A policeman approached him.

“Gabriel McGregor?”

Gabe nodded mutely. “Where’s my wife? Where are the children?”

“If you’d just sit down a minute, sir…”

“I don’t want to sit down. Where have you taken my children?”

A man appeared at the top of the stairs. In his arms was a gray canvas body bag.

It was only four feet long.

TWENTY-FOUR

THE BRUTAL SLAYING OF GABRIEL MCGREGOR’S WIFE AND children was a story that gripped not just South Africa but the world. It was a Greek tragedy: the white philanthropist and his doctor wife, attacked by the very people they had spent their lives trying to save.

A few weeks after the killings, the gruesome drama took another, unexpected twist. Gabe McGregor walked out of Phoenix’s office one lunchtime as usual. He hadn’t been seen or heard from since.

Conspiracy theories abounded on the Internet: Was Gabe involved in the murders? Maybe Tara was planning to divorce him, and he had her killed to protect his fortune? He discovered the kids were not his and murdered them in a jealous rage? Had he killed himself out of remorse? Had he assumed a new identity and fled justice?

Of course, there wasn’t a shred of evidence to support such lurid speculation. But that didn’t stop tabloids around the world from dredging up every buried secret from Gabe’s past, his drug addiction, his record for assault and battery, his investigation for fraud, dissecting each of them in salacious detail and salivating over their imagined “implications.” Many people spoke up in Gabe’s defense, among them the police investigating the McGregor killings, Robbie Templeton, the world-famous pianist and AIDS campaigner, and Dia Ghali, Gabe’s former partner at Phoenix and a hero to many black South Africans. But their voices were drowned out by the baying of the mob.

Race relations had come so far in the new South Africa. No one wanted to believe that this beautiful white doctor and her photogenic children had been slaughtered by a gang of angry black men whom the cops had no chance of catching. Not when there were so many other, more interesting possibilities.

For those who knew Gabe and Tara, however, this was no soap opera. It was sobering, unimaginable reality.

Lexi was in her office in New York when she got word of the murders.

“But they can’t all have been killed. Not the children, too. There must be some mistake.”

There was no mistake. Lexi’s first feeling was pure compassion. Poor Gabe. All of them, his whole family, gone! She wanted to call or write to him, but quickly realized how inappropriate that would be.
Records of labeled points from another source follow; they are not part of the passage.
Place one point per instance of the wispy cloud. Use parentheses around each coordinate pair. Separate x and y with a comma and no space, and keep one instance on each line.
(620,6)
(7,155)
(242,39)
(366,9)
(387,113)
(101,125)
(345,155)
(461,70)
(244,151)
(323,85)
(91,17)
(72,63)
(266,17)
She and Gabe hadn’t spoken in more than two years. And for a very good reason. As she was fond of telling Robbie and anyone else who would listen, Lexi Templeton hated Gabe McGregor.

Lexi saw the world in black and white. She did not operate in grays. Ever since she was a little girl, playing with her dolls, she’d divided the people around her into two camps: friends or enemies.